'Bioprospecting' for biological gold to defeat superbugs


Wednesday, 31 May, 2023

'Bioprospecting' for biological gold to defeat superbugs

In a modern take on the Victorian gold rush, a Monash University-led project is ‘bioprospecting’ for viruses known as phages that can kill deadly superbugs.

The Monash Biomedicine Discovery Institute (BDI) team, led by Dr Rhys Dunstan and Professor Trevor Lithgow of the Bacterial Cell Biology Laboratory, has had some success in tracking down the elusive killers.

Published in Cell Reports, their research sheds new light on how phages can select a ‘superbug’ bacterium that they will kill while ignoring other bacteria that are good for our health.

The findings could lead to an improvement in how individual phages are chosen to treat bacterial infections resistant to antibiotics.

Antimicrobial resistance (AMR) is a global issue, with an estimated five million deaths globally in 2019, a number which continues to climb.

Monash University’s Centre to Impact AMR runs several superbug surveillance programs that are bioprospecting for phages that kill drug-resistant superbugs. They aim to pinpoint phages that can kill specific superbugs and use them to develop treatments.

Bacteriophages are the most abundant biological entities on Earth, with an estimated number that is greater than every other organism, including bacteria, combined. Selecting the right one to treat a given infection is not easy.

In the latest study, Dunstan surveyed wastewater at Addenbrooke’s Hospital in Cambridge UK for phages that can kill a deadly variant of the bacterial superbug Klebsiella pneumoniae.
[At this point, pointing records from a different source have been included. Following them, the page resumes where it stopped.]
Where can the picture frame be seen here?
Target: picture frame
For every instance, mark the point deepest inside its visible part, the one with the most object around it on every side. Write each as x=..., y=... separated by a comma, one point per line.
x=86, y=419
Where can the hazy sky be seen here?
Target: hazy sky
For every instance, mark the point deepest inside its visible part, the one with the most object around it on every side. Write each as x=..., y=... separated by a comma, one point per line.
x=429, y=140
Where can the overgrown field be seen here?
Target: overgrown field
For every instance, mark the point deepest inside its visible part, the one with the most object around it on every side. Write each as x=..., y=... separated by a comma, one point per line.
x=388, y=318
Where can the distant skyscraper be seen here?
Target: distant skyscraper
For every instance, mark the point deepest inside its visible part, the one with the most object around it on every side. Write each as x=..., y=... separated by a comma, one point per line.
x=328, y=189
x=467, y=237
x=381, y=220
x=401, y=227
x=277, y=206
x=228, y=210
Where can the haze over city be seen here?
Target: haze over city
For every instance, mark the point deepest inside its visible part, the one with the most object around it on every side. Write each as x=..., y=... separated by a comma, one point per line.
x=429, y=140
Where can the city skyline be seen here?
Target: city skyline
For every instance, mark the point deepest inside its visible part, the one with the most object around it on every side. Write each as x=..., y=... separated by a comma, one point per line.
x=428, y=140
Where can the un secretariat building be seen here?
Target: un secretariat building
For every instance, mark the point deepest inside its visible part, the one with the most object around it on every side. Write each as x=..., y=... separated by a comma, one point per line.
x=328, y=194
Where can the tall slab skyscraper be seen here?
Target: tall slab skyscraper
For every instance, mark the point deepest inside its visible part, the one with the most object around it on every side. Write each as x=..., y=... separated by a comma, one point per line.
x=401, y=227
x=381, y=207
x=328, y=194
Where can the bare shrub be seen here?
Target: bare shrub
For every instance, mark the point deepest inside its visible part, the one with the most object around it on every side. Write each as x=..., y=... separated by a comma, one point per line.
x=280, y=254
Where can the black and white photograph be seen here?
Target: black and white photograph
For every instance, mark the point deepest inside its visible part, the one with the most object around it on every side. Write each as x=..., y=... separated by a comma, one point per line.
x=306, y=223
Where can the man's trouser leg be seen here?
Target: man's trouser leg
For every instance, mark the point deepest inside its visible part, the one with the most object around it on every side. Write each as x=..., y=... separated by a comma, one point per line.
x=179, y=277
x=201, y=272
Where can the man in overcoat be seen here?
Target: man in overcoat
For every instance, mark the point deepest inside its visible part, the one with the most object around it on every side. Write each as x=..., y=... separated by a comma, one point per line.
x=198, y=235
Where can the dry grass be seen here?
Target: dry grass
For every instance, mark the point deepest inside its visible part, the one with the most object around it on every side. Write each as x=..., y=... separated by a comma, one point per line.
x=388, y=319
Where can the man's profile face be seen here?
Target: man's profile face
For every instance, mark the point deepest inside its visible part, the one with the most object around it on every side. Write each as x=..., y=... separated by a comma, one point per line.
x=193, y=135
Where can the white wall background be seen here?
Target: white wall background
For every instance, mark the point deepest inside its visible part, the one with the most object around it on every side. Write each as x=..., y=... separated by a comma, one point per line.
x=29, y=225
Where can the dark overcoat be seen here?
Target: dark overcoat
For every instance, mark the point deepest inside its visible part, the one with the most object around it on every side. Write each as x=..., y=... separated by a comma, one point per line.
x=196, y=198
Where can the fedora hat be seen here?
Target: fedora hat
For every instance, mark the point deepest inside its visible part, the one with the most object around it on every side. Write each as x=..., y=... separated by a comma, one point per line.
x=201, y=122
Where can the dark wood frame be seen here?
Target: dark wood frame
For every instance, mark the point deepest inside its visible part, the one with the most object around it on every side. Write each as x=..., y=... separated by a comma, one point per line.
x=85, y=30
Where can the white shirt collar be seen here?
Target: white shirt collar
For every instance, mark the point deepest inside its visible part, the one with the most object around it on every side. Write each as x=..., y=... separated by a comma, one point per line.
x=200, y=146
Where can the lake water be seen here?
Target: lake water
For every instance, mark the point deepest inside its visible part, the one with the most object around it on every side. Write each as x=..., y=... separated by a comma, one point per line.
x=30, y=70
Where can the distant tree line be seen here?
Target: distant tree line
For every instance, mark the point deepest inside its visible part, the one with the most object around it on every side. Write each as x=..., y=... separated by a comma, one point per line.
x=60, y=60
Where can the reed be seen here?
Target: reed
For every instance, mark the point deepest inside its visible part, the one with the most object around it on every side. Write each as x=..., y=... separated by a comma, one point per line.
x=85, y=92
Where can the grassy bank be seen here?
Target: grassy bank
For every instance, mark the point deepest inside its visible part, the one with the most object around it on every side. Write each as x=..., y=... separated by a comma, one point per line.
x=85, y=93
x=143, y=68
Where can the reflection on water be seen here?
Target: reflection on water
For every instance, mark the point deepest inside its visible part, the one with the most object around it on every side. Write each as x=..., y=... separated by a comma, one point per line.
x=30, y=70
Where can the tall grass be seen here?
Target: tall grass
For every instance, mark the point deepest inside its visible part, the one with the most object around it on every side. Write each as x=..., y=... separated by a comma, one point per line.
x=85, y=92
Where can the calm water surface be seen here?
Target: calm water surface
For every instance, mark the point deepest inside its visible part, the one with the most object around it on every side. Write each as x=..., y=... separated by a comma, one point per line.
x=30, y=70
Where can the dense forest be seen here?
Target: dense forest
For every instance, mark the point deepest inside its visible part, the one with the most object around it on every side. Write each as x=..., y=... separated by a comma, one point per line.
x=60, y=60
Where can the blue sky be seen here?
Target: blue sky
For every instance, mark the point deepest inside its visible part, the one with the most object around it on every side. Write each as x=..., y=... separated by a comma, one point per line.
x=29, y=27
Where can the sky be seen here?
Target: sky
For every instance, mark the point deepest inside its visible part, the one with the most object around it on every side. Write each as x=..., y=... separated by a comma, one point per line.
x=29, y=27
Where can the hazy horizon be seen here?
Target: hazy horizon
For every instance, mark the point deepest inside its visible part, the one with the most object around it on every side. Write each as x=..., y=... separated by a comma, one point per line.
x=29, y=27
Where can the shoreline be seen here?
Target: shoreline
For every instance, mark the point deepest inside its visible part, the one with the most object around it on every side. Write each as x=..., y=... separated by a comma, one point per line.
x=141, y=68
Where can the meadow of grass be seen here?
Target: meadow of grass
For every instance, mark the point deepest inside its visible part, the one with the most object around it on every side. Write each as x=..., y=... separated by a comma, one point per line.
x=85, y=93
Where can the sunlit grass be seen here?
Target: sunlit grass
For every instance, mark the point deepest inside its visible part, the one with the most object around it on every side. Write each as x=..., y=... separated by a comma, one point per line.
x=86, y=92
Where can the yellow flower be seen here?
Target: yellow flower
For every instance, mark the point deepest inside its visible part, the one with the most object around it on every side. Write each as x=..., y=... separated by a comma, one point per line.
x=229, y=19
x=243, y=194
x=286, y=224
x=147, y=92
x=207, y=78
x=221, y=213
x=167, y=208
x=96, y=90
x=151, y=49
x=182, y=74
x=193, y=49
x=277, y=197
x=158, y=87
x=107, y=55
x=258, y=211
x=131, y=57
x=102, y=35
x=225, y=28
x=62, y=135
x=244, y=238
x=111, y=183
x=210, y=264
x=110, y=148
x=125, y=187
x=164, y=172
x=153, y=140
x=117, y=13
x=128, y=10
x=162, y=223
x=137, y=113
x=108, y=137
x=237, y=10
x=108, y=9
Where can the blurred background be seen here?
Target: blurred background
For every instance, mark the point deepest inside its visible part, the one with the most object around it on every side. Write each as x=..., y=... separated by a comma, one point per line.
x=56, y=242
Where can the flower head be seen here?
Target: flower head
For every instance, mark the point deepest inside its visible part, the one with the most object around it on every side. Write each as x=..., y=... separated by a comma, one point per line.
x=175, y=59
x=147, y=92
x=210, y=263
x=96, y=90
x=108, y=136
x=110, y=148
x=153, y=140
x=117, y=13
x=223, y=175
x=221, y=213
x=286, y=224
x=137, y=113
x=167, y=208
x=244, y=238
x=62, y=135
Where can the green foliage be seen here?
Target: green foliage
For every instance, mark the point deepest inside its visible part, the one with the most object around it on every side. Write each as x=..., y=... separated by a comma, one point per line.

Klebsiella pneumoniae normally lives in human intestines, where it doesn’t cause disease. But if it travels to other parts of the body, it can cause pneumonia, meningitis, urinary tract infections and bloodstream infections.

After analysing the bacterial features essential for the two phages to infect Klebsiella pneumoniae, Dunstan’s team revealed that the infection process had two essential steps involving two distinct components of the bacterial cell surface.

“Now, this information can be used predictively to know which infections will respond to treatment with these two phages,” Dunstan said.

“One of our aims is to create a biobank of different phages that can kill Klebsiella superbugs. Understanding how these phages kill Klebsiella will allow us to better optimise their use as potential treatments.”